Elsevier

Information Sciences

Volume 582, January 2022, Pages 146-166
Information Sciences

A supervised multi-view feature selection method based on locally sparse regularization and block computing

https://doi.org/10.1016/j.ins.2021.09.009Get rights and content

Highlights

  • A supervised multi-view model is proposed to realize a block-based feature selection.

  • The proposed model is composed of all sharing sub-models in each class.

  • The sparse regularizer can enhance the sparsity of blocks from features and views.

  • The proposed algorithm can realize the block separation and independent solution.
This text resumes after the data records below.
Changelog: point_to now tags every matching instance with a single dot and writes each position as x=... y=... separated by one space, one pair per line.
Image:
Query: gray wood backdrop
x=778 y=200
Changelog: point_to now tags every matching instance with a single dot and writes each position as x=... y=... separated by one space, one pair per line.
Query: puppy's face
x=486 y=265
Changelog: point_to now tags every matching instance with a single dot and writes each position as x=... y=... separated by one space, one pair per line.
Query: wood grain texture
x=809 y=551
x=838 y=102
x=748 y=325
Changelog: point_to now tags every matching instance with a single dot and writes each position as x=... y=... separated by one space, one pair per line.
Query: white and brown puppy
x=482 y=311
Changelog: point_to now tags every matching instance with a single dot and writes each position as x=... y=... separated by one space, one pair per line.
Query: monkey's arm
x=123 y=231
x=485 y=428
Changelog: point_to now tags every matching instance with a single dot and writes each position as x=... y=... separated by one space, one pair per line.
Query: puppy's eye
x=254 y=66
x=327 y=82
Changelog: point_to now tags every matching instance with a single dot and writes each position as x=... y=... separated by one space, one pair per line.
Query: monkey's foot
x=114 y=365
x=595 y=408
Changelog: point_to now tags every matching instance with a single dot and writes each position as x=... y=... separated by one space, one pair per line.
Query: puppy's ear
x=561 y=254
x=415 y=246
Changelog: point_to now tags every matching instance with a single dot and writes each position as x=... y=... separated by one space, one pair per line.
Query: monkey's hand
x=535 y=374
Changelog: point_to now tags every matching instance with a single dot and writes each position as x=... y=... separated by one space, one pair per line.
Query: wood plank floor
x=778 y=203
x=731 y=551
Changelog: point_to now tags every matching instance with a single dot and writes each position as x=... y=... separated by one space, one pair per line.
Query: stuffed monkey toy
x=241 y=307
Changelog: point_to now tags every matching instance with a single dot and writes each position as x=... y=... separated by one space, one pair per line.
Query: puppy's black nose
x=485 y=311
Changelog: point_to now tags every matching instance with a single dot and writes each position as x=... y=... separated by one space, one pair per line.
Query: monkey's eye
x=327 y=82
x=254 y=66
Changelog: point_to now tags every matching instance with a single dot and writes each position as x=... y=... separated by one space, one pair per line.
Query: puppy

  • Numerical experiments show the effectiveness of our method on large-scale datasets.

Abstract

With the increasing scale of obtained multi-view data, how to deal with large-scale multi-view data quickly and efficiently is a significant problem. In this paper, a novel supervised multi-view feature selection method based on locally sparse regularization and block computing is proposed to solve the problem. Specifically, the multi-view dataset is firstly divided into sub-blocks according to classes and views. Then with the aid of the Alternating Direction Method of Multipliers (ADMM), a sharing sub-model is proposed to perform feature selection on each class by integrating each view’s locally sparse regularizers and shared loss that makes all views share a common penalty and regresses samples to their labels. Finally, all the sharing sub-models are fused to form the final general additive feature selection model, in which each sub-block adjusts its corresponding variables to perform block-based feature selection. In the optimization process, the proposed model can be decomposed into multiple separate subproblems, and an efficient optimization algorithm is proposed to solve them quickly. The comparison experiments with several state-of-the-art feature selection methods show that the proposed method is superior in classification accuracy and training speed.

Introduction

In the real world, an object is often described by multiple views. For example, a person can be characterized from audio, text, photos perspectives, and each perspective has its physical significance. An image has various heterogeneous features through different descriptors, such as RGB, LBP, HOG, SURF, and so on. In general, different views represent different aspects of an object, and can provide more information than a single view. Unlike single-view learning [24], [26] that uses the information obtained from one view, multi-view learning can integrate the strengths of multiple representations. With the rapid development of multi-view data in the past decades, multi-view learning has also received extensive research and has been applied to many tasks, such as multi-view co-training [18], multi-view classification [23], multi-view clustering [17], multi-view feature selection [16], and so on.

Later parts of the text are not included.